Specifically, it came to light yesterday that the 18 members of the Blue Cross Blue Shield of Massachusetts board of directors are paid anywhere from $58,000 to $90,000 a year — nice work if you can get it, though “work’’ is probably a stretch, given that it’s generally a meeting a month. Blue Cross is, of course, a nonprofit. That board just paid $8.6 million to the recently departed chief executive deemed unworthy of his job, with close to $3 million more to come.

But really, let’s keep blaming pharmaceutical firms for soaring health costs.

The problem goes beyond Blue Cross, to include all four major health insurance providers in Massachusetts. All four are not-for-profits. All four pay their boards of directors. They are, but for the exception of one utility, the only nonprofits in Massachusetts to pay their boards.
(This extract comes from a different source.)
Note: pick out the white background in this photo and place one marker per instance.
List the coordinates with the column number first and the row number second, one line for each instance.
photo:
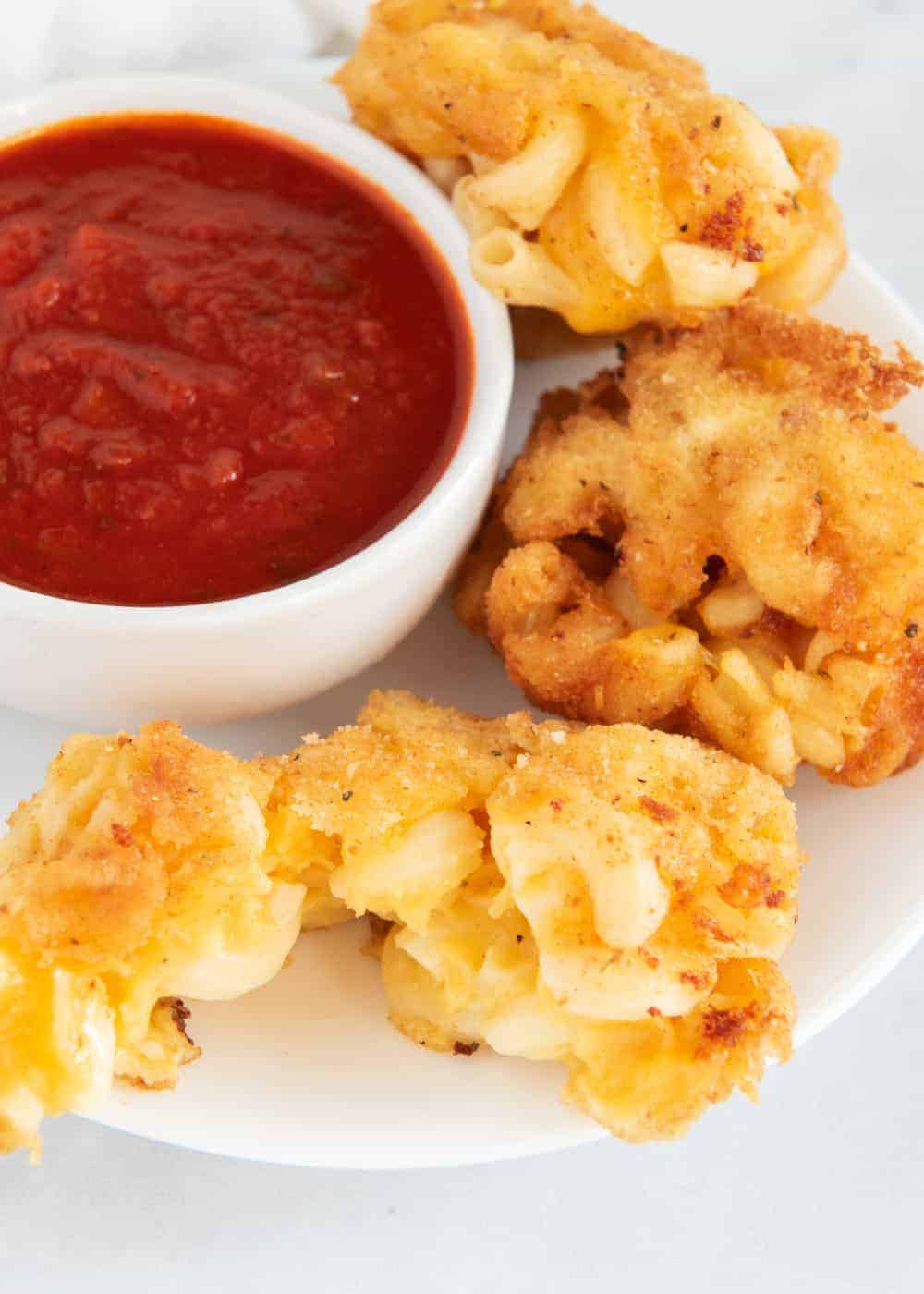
column 820, row 1190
Let’s not mince words here. What they’re doing is taking your co-pay money, your payroll deductions, your hospital deductibles, and whatever government money, and giving it to a group of downtown types whose expertise on health care, for the most part, goes no further than their regular trips to the spa.

Even more infuriating is the fact that, in paying the outrageous director fees, these providers are putting tens of thousands of dollars into the bank accounts of key decision makers all over Boston — money being a time-proven lubricant to an awful lot of good will. All this is set against the backdrop of our governor launching a discussion about containing health care costs in a state where health care is a dominant industry.

So the senior members of the Massachusetts AFL-CIO, Bob Haynes and George Alcott, are collecting $72,000 and $62,000 respectively to serve on the Blue Cross board — a revelation first reported in yesterday’s Herald. The chairwoman and chief executive of the Greater Boston Chamber of Commerce, Gloria Larson and Paul Guzzi, are getting even more. As part of their pay package, directors at Blue Cross also get the option of heavily subsidized health insurance.

Blue Cross is but the most brazen in terms of the pay and the prominence of the directors. But Harvard Pilgrim Health Care, Tufts Health Plan, and Fallon Community Health Plan are in on the act. Harvard Pilgrim, for example, pays between $22,000 and $68,000 a year for Barry Shemin, the board chairman. Tufts pays between $19,500 and $36,500. Among its board members: strategist Thomas P. O’Neill III and Wheelock College president Jackie Jenkins-Scott.

In contrast, no college or university in Massachusetts pays its board. No hospital pays its board. The health plans, though, say they’re different.

“We compete for directors with other large similar-sized companies in Massachusetts, which pay their directors,’’ said Jay McQuaide, a Blue Cross spokesman. “Paying compensation allows us to attract and retain the highly skilled and savvy professionals that we need.’’

Skilled and savvy? They gave departing CEO Cleve Killingsworth, a guy deemed not worthy of the job, $11 million — the equivalent of $500 from 22,000 members.

Therein lies the problem with boards. They’re supposed to provide oversight, but too often it’s the same people tossing money at each other to serve on the boards of each other’s companies, the operative word always being, “Yes!’’

Enter Coakley. Two years ago, her investigators were looking at the obscene pay package given to departing Blue Cross CEO William Van Faasen when they took note of director pay. The AG’s office has forcefully asked each provider to justify it, and so far, according to one official, Coakley is not happy with the answers.